A letter published in JAMA this week confirms what we already feared in medicine – we really do not understand statistics. Somehow throughout our university and training we have persuaded ourselves that statistics aren’t relevant unless you are conducting your own research. And yet we are delivering advice to patients every day based on our understanding of test accuracy.
We need to know what we are talking about. And we don’t…
Manrai et al asked 24 attendings, 26 house officers, 10 medical students and 1 retired doctor this question….
“If a test to detect a disease, whose prevalence is 1/1,000, has a false positive rate of 5%, what is the chance that a person found to have a positive result actually has the disease?”
Only 23% of those asked got the answer correct, and most common incorrect answer was 95% (an answer given by 44% of respondents).
What’s the explanation?
This question is asking for positive predictive value, which takes into account the prevalence. Most people assume that the false positive directly predicts the chances of the person having the disease if their test is positive.
In a population of 1000 people, there will be 1 person with the disease (prevalence is 1 in 1000).
If you tested the whole population then you would get roughly 50 false positives (5%). And we know that 1 person has the disease (so we can assume they will have a positive test result). So in that population, there will be 51 positive test results.
Therefore if your test comes back positive then there is roughly 1 in 51 chance that you have the disease – approximately 2%.
Does this research letter represent a real problem?
Most people think that patients have a 95% chance of having the disease if the test is positive, when actually they only have a 2% chance. This has huge implications for treatment following screening tests.
Although this research letter is based on a survey, we have recently seen the implications of this in real life too. In January a study was published which investigated use of the 15-minute SAGE tool (self-administered gerocognitive examination) in detecting Alzheimer’s. The newspapers became very excited.
Four out of five people (80 percent) with mild thinking and memory (cognitive) issues will be detected by this test, and 95 percent of people without issues will have normal SAGE scores
SAGE could spot mild thinking and memory issues in 80% of those tested
And to be honest, it doesn’t seem reasonable to expect the press to bust the stats when many of us are equally confused.
What’s the explanation?
As the Telegraph correctly stated, for 80% of people who have MCI, the test will be positive.
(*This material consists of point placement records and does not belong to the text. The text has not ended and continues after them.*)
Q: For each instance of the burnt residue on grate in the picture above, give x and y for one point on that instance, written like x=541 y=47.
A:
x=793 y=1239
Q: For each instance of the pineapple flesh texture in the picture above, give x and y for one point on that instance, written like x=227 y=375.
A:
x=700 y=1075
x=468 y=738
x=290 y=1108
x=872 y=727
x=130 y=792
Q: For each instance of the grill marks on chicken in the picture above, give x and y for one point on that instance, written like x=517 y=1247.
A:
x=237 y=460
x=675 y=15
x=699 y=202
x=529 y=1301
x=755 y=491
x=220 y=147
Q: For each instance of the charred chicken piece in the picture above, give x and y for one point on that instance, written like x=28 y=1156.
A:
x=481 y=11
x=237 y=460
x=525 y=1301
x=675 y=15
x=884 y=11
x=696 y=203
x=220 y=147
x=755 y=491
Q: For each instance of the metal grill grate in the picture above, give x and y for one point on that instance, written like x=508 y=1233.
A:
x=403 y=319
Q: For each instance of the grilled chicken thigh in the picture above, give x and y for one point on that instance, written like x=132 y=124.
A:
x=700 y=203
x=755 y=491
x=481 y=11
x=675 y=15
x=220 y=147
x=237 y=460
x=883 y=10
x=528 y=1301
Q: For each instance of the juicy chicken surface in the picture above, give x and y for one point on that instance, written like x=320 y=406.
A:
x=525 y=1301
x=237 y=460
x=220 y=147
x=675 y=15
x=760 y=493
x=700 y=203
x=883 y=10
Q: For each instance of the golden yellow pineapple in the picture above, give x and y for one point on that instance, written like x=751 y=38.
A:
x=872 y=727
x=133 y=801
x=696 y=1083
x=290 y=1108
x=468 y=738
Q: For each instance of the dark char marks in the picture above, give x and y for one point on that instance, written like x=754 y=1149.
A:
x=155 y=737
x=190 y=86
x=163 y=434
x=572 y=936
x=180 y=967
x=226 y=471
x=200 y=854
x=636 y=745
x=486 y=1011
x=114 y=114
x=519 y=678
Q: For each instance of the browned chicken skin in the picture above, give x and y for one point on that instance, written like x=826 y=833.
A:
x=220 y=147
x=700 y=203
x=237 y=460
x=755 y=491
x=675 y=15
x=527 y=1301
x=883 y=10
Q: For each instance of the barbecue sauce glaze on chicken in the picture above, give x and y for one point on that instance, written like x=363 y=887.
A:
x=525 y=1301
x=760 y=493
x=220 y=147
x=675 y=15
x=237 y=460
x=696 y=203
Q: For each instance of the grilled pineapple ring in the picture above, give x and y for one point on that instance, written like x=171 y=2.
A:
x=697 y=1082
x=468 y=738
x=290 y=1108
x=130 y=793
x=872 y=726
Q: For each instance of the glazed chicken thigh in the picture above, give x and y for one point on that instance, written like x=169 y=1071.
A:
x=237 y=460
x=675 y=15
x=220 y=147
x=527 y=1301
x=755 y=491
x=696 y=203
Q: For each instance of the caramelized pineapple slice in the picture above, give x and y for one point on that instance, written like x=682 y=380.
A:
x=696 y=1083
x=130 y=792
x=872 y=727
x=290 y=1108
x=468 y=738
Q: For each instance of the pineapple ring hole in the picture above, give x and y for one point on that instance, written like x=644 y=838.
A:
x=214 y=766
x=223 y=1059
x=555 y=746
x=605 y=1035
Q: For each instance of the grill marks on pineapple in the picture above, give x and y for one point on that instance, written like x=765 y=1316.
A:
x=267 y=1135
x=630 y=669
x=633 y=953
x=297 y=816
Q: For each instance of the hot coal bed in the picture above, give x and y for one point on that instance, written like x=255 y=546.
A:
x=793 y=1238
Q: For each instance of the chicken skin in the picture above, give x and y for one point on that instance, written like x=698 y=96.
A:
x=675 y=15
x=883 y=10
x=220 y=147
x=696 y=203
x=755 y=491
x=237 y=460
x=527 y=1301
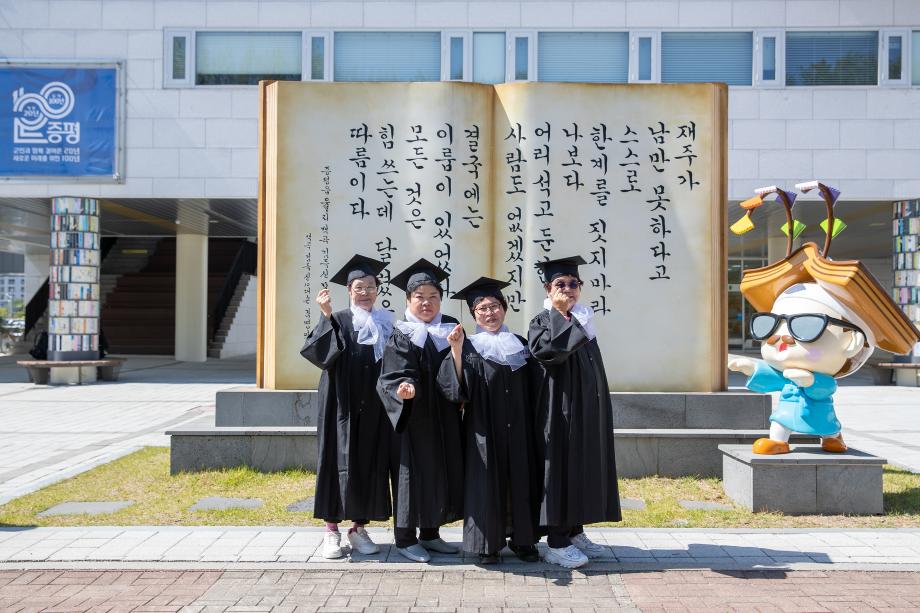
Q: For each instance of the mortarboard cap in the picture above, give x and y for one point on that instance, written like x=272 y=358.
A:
x=357 y=267
x=483 y=286
x=560 y=267
x=421 y=272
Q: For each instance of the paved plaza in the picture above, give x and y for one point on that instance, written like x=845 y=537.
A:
x=50 y=433
x=462 y=591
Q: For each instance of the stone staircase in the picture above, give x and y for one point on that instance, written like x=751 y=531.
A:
x=128 y=256
x=670 y=434
x=215 y=346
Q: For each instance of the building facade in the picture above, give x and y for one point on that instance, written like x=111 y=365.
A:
x=818 y=89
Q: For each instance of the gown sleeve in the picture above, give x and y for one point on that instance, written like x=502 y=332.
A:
x=765 y=379
x=325 y=343
x=398 y=364
x=454 y=388
x=552 y=338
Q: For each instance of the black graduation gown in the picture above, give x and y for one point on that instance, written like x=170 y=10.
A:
x=574 y=425
x=352 y=473
x=429 y=489
x=498 y=427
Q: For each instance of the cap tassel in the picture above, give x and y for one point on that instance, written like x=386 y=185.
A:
x=797 y=228
x=839 y=226
x=743 y=225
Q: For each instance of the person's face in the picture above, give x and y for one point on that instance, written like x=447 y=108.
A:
x=569 y=285
x=363 y=292
x=424 y=302
x=489 y=314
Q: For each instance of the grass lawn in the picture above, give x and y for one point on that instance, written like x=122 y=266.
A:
x=162 y=499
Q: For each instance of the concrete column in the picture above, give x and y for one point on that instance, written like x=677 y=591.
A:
x=191 y=297
x=36 y=268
This is a sensitivity of 80%.
And 95% of healthy people will get the correct diagnosis i.e. the test will be negative. This is a specificity of 95%
Whilst this looks good on first glance, to asses the usefulness of this being a screening test, the prevalence is crucial.
The estimated prevalence of MCI in the over 60s is 5%.
If there are 10,000 people, 500 (5% prevalence) will have MCI. Of these, 400 will test positive (sensitivity of 80%).
Out of the remaining 9,500 healthy people, 475 will get a positive test result (even though they are healthy). This is the specificity of 95%.
David Colquhoun provides some nice charts to explain this visually in his DC’s Improbable Science blog.
So, in a population of 10,000 people (over 60 years old), 875 will test positive. Of these, only 400 will actually have the disease (45%). If your patient has a positive test result, there is only a 45% chance that they actually have the disease). And if you change that to include the whole population regardless of age, only 14% of those who test positive will have the disease
Who is Bayes and what does he have to do with screening?
In the 1700s, Thomas Bayes was the first person to describe using evidence to update beliefs. He described probability as the ‘degree of belief’. When new evidence comes to light then the probability changes.
If your 8 year old tells you they did not eat the chocolate ice cream in the freezer then you would be inclined to believe them. But if you then notice chocolate down her dress, your belief might change somewhat. In many ways, Bayes theorem is just logical thinking.
In screening we aren’t simply asking ‘do you have the disease?’. We are asking ‘given that your test is positive, do you have the disease?’. And this must take into account the false positives and the prevalence.
In Graeme Archer’s Telegraph blog, he creates a lovely graph showing clearly that as prevalence increases, so does the positive predictive value.
Where does that leave us with screening tests?
Screening tests need to be considered in context. Specifically which section of the population is being screened, what the prevalence is for the disease being tested in that population, and how this affects the usefulness of the test.
Perhaps the more relevant question is – where does it leave us with statistics?
For those of use who were not taught it in med school, we need to take responsibility and self-educate. Bob Phillips is doing this in beautiful, bite-sized pieces for Archives of Disease in Childhood with his StatsMiniBlog; and Simon Carley is doing it eloquently as ever at St Emlyn’s – see his Risky Business posts for starters.
Manrai AK, Bhatia G, Strymish J, Kohane IS, Jain SH, Medicine’s uncomfortable relationship with math: calculating positive predictive value, JAMA, online first, 21st April 2014, doi:10.1001/jamainternmed.2014.1059.
Scharre DW, Chang SI, Nagaraja HN, Yager-Schweller J, Mirden RA, Community cognitive screening using the Self-Administered Gerocognitive Examination (SAGE), The Journal of Neuropsychiatry and Clinical Neurosciences 2014; 00:1–7.